L’“usignolo nero” ha anche partecipato agli inni nazionalisti arabi composti da Mohammed Abdel Wahab, il più famoso dei quali è Al-watan al-akbar (“La più grande patria”, 1960) che, oltre a riunire diverse star dell’epoca, adotta codici che non hanno niente da invidiare all’arte socialista sovietica.

Abdel Halim canterà altre tre canzoni dello stesso stile sotto Anwar Al-Sadat, quando l’Egitto riprende possesso del Sinai nel 1973 (Sabah el khir ya Sina, “Buongiorno Sinai”) e alla riapertura del Canale di Suez nel 1975 (El markeba ’addet, “La nave è passata”). All’epoca, tuttavia, ad attrarre l’attenzione del pubblico è soprattutto la svolta verso la poesia moderna che il cantante compie grazie alla collaborazione con il poeta siriano Nizar Qabbani.

Si dice che Anwar Al-Sadat abbia proibito le canzoni nasseriane di Abdel Halim Hafez alla fine degli anni Settanta, il che spiegherebbe il loro cadere nell’oblio. Che sia stato per decisione presidenziale o per eccessivo zelo degli impiegati statali, da allora quelle canzoni sono state disertate sia dalle radio che dalle televisioni. È anche vero che l’immagine del seducente cantante d’amore aveva sicuramente più probabilità di passare ai posteri rispetto a quei canti propagandisti che sembrano oggi d’altri tempi. Hanno tuttavia riecheggiato su piazza Tahrir durante la rivoluzione del 25 gennaio 2011, trasmessi dai manifestanti che esibivano le foto di Nasser.
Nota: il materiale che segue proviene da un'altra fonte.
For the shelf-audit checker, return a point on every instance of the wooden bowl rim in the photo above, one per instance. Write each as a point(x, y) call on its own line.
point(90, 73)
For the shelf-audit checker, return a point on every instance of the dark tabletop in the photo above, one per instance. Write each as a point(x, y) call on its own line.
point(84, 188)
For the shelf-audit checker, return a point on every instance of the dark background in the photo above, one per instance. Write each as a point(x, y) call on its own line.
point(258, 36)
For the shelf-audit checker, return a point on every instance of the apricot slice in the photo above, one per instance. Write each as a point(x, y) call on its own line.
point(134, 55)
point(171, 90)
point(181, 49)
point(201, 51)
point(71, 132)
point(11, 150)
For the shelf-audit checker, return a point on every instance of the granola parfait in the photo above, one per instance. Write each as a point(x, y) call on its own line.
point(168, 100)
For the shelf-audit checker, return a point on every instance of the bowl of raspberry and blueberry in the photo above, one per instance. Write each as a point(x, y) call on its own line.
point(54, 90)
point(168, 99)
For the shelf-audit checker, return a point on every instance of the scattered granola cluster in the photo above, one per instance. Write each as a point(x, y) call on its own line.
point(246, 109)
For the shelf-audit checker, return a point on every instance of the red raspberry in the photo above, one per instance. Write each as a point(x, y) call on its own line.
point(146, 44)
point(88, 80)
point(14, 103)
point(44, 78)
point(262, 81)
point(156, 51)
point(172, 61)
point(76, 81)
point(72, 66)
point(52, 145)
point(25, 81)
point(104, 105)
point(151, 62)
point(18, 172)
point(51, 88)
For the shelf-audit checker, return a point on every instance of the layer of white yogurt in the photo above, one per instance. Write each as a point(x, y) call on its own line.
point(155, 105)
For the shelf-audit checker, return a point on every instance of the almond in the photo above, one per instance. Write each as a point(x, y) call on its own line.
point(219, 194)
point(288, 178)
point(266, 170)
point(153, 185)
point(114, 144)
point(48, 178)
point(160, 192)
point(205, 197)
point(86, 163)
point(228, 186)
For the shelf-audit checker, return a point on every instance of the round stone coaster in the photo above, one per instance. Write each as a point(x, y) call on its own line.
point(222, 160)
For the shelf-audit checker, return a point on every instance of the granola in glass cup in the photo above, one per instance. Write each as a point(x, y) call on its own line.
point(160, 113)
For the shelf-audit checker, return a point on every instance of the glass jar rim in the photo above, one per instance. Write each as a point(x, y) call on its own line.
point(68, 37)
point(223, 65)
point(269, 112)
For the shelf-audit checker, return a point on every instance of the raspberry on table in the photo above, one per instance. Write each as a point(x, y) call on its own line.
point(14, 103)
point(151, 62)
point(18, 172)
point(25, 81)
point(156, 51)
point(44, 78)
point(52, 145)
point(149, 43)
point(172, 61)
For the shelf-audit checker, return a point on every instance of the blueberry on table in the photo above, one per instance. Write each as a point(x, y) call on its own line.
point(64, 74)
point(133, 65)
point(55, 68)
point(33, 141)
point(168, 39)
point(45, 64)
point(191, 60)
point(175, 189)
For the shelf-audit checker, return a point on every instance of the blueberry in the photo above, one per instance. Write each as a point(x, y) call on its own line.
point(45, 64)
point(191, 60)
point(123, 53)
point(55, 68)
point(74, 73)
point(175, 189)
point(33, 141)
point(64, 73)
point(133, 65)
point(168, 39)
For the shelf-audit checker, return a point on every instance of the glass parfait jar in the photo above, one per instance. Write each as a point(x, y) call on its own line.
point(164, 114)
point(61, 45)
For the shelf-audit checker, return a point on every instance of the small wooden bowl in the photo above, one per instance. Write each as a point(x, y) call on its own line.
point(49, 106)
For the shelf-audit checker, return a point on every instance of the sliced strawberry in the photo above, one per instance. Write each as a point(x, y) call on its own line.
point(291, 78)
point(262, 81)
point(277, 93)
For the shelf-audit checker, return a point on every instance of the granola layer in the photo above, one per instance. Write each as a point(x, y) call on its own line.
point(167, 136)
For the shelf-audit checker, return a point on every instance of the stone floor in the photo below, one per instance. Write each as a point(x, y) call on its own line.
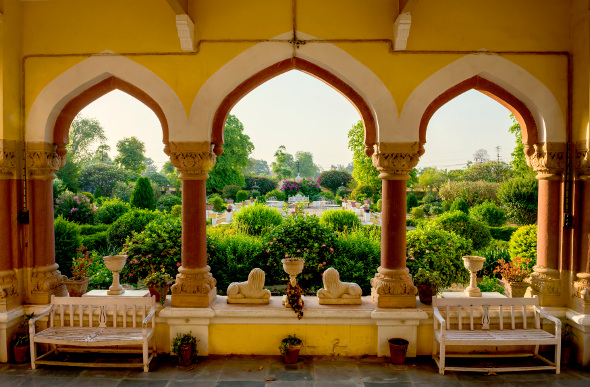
point(262, 371)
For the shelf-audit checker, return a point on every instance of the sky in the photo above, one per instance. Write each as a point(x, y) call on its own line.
point(305, 114)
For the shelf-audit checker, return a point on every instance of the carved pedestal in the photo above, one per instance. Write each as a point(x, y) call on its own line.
point(44, 282)
point(193, 288)
point(393, 289)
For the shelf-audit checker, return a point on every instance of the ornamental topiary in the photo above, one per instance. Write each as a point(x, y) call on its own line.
point(431, 248)
point(462, 224)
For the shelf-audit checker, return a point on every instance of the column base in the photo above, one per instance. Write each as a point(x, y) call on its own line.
point(393, 289)
point(44, 282)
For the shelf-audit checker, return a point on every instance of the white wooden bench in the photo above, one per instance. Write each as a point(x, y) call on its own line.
point(512, 330)
point(92, 324)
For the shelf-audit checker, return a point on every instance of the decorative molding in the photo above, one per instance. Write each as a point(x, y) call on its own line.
point(193, 160)
point(42, 160)
point(547, 159)
point(186, 32)
point(394, 161)
point(401, 31)
point(193, 288)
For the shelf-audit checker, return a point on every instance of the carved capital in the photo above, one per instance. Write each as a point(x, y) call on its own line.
point(547, 159)
point(193, 288)
point(7, 159)
point(193, 160)
point(395, 160)
point(393, 288)
point(42, 161)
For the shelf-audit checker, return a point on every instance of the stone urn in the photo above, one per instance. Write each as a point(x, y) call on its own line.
point(473, 264)
point(115, 263)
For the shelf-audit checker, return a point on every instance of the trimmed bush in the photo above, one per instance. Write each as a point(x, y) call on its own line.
point(130, 222)
point(489, 213)
point(523, 244)
point(432, 248)
point(67, 240)
point(257, 219)
point(462, 224)
point(340, 220)
point(111, 210)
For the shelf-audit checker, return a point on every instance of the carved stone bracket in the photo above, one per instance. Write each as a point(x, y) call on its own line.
point(193, 160)
point(42, 161)
point(394, 161)
point(44, 282)
point(393, 288)
point(547, 159)
point(193, 288)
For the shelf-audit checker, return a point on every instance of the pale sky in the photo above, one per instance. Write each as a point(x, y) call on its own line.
point(304, 114)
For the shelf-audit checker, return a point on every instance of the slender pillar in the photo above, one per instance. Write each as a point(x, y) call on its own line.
point(9, 297)
point(195, 286)
point(45, 279)
point(548, 160)
point(392, 286)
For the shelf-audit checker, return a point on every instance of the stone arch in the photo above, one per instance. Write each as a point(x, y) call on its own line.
point(267, 60)
point(57, 104)
point(533, 104)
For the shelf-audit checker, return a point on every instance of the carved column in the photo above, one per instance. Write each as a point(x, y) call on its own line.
point(548, 160)
point(581, 291)
point(195, 286)
point(44, 279)
point(392, 286)
point(9, 297)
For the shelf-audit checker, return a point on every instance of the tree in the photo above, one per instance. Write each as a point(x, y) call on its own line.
point(131, 154)
point(143, 194)
point(364, 172)
point(229, 167)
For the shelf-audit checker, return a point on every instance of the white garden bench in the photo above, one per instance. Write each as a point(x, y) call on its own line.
point(512, 330)
point(96, 324)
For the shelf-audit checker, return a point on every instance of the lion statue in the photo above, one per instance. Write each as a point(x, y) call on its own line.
point(251, 291)
point(335, 291)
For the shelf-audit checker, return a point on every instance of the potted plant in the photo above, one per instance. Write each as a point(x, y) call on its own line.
point(428, 283)
point(78, 284)
point(184, 346)
point(290, 347)
point(158, 283)
point(21, 342)
point(513, 275)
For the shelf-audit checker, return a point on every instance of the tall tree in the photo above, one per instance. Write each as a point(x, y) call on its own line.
point(229, 167)
point(364, 172)
point(131, 154)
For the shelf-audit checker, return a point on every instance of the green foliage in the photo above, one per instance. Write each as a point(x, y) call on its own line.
point(166, 202)
point(523, 243)
point(364, 172)
point(460, 205)
point(257, 219)
point(334, 179)
point(473, 192)
point(489, 213)
point(75, 208)
point(340, 220)
point(434, 249)
point(300, 236)
point(111, 210)
point(229, 167)
point(462, 224)
point(155, 248)
point(143, 194)
point(519, 196)
point(131, 154)
point(242, 195)
point(67, 240)
point(411, 202)
point(130, 222)
point(502, 233)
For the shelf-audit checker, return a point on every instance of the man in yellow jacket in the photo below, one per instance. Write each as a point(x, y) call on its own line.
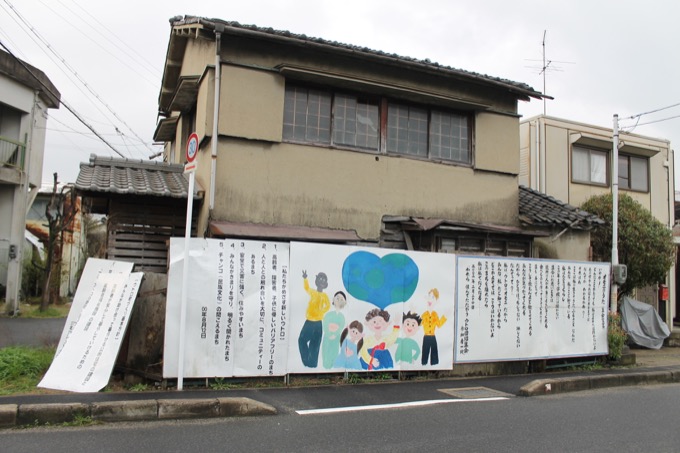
point(431, 321)
point(309, 341)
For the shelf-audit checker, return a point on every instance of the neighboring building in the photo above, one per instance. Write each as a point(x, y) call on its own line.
point(25, 96)
point(567, 227)
point(571, 161)
point(72, 242)
point(307, 139)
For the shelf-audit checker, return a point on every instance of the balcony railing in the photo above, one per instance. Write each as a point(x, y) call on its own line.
point(12, 153)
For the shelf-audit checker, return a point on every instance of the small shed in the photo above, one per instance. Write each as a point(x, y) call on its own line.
point(144, 203)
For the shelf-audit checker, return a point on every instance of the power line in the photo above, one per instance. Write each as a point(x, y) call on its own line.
point(658, 121)
point(54, 95)
point(125, 62)
point(74, 72)
point(653, 111)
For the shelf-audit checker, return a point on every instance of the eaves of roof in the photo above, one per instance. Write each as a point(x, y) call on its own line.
point(540, 210)
point(133, 177)
point(520, 90)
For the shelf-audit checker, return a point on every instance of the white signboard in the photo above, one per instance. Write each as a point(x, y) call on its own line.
point(369, 309)
point(519, 309)
point(236, 320)
point(95, 327)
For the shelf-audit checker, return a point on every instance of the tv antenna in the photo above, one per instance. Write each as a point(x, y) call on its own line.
point(547, 65)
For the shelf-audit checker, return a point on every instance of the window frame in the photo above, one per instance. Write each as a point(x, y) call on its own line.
point(628, 158)
point(590, 150)
point(383, 105)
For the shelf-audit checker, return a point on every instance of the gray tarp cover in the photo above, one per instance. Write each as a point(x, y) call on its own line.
point(644, 326)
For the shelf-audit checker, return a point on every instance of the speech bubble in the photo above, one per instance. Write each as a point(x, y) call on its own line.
point(380, 281)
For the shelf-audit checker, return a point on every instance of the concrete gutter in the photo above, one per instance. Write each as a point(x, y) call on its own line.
point(13, 415)
point(579, 383)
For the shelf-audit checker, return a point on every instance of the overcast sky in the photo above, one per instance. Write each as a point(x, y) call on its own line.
point(605, 56)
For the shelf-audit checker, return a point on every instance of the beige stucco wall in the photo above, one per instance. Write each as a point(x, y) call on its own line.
point(251, 104)
point(496, 143)
point(304, 185)
point(573, 245)
point(554, 155)
point(198, 55)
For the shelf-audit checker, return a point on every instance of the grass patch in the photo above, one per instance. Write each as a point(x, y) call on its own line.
point(22, 367)
point(81, 420)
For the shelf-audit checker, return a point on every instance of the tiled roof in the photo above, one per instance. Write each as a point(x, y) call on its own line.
point(133, 177)
point(539, 209)
point(520, 88)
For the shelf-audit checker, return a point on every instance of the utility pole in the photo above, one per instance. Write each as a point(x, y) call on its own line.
point(615, 213)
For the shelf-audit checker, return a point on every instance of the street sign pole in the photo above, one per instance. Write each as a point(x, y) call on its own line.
point(190, 167)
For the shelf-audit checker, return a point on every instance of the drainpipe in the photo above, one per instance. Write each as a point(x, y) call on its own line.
point(537, 161)
point(216, 112)
point(615, 212)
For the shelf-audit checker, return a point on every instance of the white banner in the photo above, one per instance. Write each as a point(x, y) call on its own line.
point(95, 327)
point(520, 309)
point(370, 309)
point(236, 320)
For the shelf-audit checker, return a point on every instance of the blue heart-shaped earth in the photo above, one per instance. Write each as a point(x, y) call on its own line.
point(380, 281)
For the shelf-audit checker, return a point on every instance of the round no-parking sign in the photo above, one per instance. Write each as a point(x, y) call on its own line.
point(192, 147)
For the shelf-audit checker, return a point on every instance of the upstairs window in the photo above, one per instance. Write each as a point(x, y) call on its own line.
point(633, 173)
point(434, 134)
point(307, 115)
point(406, 130)
point(360, 122)
point(589, 166)
point(356, 122)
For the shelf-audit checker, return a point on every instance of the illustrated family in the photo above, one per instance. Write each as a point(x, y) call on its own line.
point(380, 340)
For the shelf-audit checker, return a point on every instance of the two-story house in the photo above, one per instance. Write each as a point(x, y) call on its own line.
point(26, 94)
point(306, 139)
point(571, 161)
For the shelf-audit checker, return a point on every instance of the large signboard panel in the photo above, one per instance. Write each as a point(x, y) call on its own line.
point(236, 320)
point(369, 309)
point(518, 309)
point(94, 328)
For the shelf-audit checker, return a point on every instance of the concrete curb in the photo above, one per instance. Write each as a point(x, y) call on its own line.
point(579, 383)
point(12, 415)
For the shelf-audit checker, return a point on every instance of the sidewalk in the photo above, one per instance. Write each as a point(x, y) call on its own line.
point(652, 367)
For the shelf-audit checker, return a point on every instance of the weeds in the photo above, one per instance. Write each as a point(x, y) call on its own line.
point(21, 368)
point(220, 384)
point(81, 420)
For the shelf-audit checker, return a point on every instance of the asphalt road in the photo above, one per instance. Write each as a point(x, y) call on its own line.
point(629, 419)
point(30, 331)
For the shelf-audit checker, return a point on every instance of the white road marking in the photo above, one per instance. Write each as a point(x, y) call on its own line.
point(331, 410)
Abdel Halim resterà fedele al presidente egiziano anche dopo la morte di quest’ultimo. Durante un concerto a Damasco il 22 febbraio 1971, ovvero a neanche cinque mesi dalla scomparsa del leader, Halim, con espressione grave, chiede al pubblico siriano di alzarsi per osservare un minuto di silenzio in memoria “dell’uomo che ha vissuto e si è sacrificato per la nazione araba e per l’unione”. Dopodiché interpreta Ahlef bissamaha (“Giuro sul suo cielo”), il cui testo si ispira al discorso pronunciato da Nasser durante la sua prima visita nella capitale siriana:

È per opportunismo che Abdel Halim ha seguito questa strada o perché, da uomo che ha conosciuto la povertà, credeva sinceramente in un futuro migliore per il suo paese? L’enorme successo che ha riscosso sia come cantante che come attore lo metteva indubbiamente al riparo da questo genere di imperativi, tanto più che ha largamente superato i suoi pari in termini di popolarità. Abdel Halim Hafez non è mai stato legato a Nasser da un’amicizia privata, eppure entrambi gli uomini saranno portati al cinema dallo stesso attore: Ahmed Zaki, anch’egli originario di Al-Sharqiyya, che vestirà i panni del presidente in Nasser 56, girato in bianco e nero nel 1996, e quelli dell’“usignolo nero” nei suoi ultimi mesi di vita in Halim (2006), quando era egli stesso prossimo alla morte.

1In Kuwait il riposo settimanale cade di venerdì e sabato.